Rolando Cordera Campos
El Financiero
01/10/2020
De una visión simplificadora del pueblo, como instrumento unívoco más que como la relación social compleja que es, la Cuarta T ha pasado a una mirada reduccionista del Estado y de la economía, como una derivada simplona de la voluntad del poder constituido y legítimo. Así, la posibilidad deliberativa y diversa de la democracia se anula con el ejercicio del poder y de la autoridad que se nutre de esta visión del Estado y, al carácter de proceso político complejo que la política económica adquiriera, por lo menos a partir de la revolución keynesiana, se le ve como reclamo de unidad y lealtad al gobierno y su dirigente.
Tenemos ya suficientes indicios de que esta simplicidad ha contagiado a buena parte de los contingentes que dan sentido, pero no conforman, a Morena como partido político. Su rumbo, impuesto a golpe de simplificaciones y mistificaciones desde la cumbre del poder, es el de un movimiento cuyo ritmo y dirección dependen del humor de los jefes. Su conformación no puede ser la de un colectivo estructurado a partir de un convenio libremente asumido, por haber sido construido por sus adherentes y miembros, sino en congruencia con las necesidades de acción y movimiento emanadas de la voluntad dirigente.

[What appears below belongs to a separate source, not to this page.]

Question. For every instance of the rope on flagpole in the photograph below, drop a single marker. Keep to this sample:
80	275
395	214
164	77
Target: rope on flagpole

Hoy es claro que sin deliberación organizada y codificada por derechos y obligaciones no hay democracia. Puede haber participación, si se quiere amplia y diversa, pero no procesos capaces de construir una auténtica voluntad general en torno a alguna visión compartida y acordada de bien común y soberanía democrática.
Y en estas andamos, mientras la intención presidencial se quiere transmutar en voluntad del pueblo y mandato popular. Atrás quedan los temas y problemas medulares que aquejan y cercan a una sociedad que afronta fracturas profundas y añejas. Comunidad quebrada por la inseguridad y la violencia y dividida cada vez más drástica y violentamente por desigualdades que no parecen tener correctivos,
Cada día que pasa y se afirma el mañanerismo como forma de gobierno, la democracia se queda al margen, en el mejor de los casos como desafío conceptual o teórico para expertos y aspirantes a algún lugar en el Olimpo de las de por sí vapuleadas ciencias sociales y humanas. O en los paraninfos donde solía cultivarse la retórica.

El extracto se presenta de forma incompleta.